Marriage tax penalty remains while Child Benefit cliff edge eased

Mar 13, 2024

The Chancellor failed to end the marriage tax penalty in his budget last week, but he did tackle the child benefit cliff edge.

Jeremy Hunt said current child benefit policy is to “withdraw Child Benefit when one parent earns over £50,000 a year. That means two parents earning £49,000 [each] a year receive the benefit in full but a household earning a lot less than that does not if just one parent earns over £50,000”.

The Chancellor was right to highlight this unfair situation. The dual-earning couple takes home a total of £98,000 and keeps full child benefit, but a single-earner couple whose household income is £50,000 starts to lose it.

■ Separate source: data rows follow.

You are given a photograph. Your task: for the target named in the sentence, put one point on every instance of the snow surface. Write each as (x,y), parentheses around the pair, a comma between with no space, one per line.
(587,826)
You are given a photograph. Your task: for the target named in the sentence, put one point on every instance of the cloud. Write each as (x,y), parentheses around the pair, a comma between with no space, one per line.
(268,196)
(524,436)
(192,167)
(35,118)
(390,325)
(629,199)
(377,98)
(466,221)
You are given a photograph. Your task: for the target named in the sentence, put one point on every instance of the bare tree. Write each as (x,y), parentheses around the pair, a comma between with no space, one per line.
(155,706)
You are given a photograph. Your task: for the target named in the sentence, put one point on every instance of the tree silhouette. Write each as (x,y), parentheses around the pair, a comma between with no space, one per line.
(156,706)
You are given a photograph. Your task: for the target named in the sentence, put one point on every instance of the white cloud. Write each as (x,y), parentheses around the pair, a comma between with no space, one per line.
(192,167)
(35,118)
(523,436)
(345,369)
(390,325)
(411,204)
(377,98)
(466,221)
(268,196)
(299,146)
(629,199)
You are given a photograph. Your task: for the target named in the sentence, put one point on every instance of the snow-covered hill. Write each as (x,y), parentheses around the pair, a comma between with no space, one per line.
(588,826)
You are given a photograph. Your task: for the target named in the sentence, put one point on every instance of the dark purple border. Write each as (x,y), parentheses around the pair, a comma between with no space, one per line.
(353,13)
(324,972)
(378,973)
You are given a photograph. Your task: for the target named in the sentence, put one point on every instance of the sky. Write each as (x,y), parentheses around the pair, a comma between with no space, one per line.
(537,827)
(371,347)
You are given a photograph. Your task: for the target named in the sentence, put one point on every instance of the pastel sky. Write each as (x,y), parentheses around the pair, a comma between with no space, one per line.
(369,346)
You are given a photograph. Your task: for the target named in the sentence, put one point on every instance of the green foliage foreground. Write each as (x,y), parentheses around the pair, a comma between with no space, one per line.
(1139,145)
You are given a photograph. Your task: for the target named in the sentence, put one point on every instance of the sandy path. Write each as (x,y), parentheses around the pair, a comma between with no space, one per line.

The immediate change in the budget raises the threshold at which some child benefit is lost (known as the High Income Child Benefit Charge) from £50,000 to £60,000. It also increases the point at which it is lost completely from £60,000 to £80,000, so the taper isn’t as steep.

This is good news for families. However, the unfairness for double-earner households is still there. A single-earner household would have child benefit reduced from £60,000, whereas a household with two earners both on £59,999 wouldn’t lose a penny of child benefit. The Chancellor has pledged to address this last unfairness in future, committing to “consult on moving” “to a household-based system to be introduced by April 2026”.

Regrettably, the Chancellor passed up the opportunity to address the marriage tax penalty. A single-earner married couple can earn £12,570 tax-free, but a dual-earner couple earns £25,140 tax free – twice as much. This is because the tax-free allowance is based on the earnings of the individual, not the household. Someone earning below £12,570 can transfer just 10% of their tax-free allowance to a spouse paying tax at the basic rate.

At C4M we have been calling for a fully transferable tax-free allowance for married couples (which is broadly equivalent to taxing married couples as a household). At the moment, an individual’s earnings above £50,270 are taxed at 40%. This means that a single earner on £60,000 might be paying somewhere around £11,500 in income tax, whereas a couple each on £30,000 will be paying more like £7,000 between them – yet the household income is the same.

It should be a priority for the Government to end this unfairness for single-earner households, which is the same unfairness Mr Hunt described in relation to child benefit. Doing so would also support marriage and parenthood – the bedrock of a healthy, happy society. The Government must stop making excuses and right this wrong.